Array indexing and slicing

NumPy provides powerful indexing capabilities for arrays. Indexing capabilities in NumPy became so popular that many of them were added back to Python.

Indexing NumPy arrays, in many ways, is very similar to indexing lists or tuples. There are some differences, which will become apparent as we proceed. To start with, let's create an array that has 100 x 100 dimensions:

In [9]: x = np.random.random((100, 100)) 
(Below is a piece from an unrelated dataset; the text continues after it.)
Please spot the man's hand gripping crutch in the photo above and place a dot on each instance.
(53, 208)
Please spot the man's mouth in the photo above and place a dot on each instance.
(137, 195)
Simple integer indexing works by typing indices within a pair of square brackets and placing this next to the array variable. This is a widely used Python construct. Any object that has a __getitem__ method will respond to such indexing. Thus, to access the element in the 42nd row and 87th column, just type this:

In [10]: y = x[42, 87] 

Like lists and other Python sequences, the use of a colon to index a range of values is also supported. The following statement will print the k th row of the x matrix.

In [11]: print(x[k, :]) 

The colon can be thought of as an all elements character. So, the preceding statement actually means Print all the characters for the k th row. Similarly, a column can be accessed with x[:,k]. Reversing an array is also similar to reversing a list, such as x[::-1].

The indexed portion of an array is also called a slice of an array, which creates a copy of a port or the whole array (we will cover copies and views in a later section). In the context of an array, the words "slicing" and "indexing" can generally be used interchangeably.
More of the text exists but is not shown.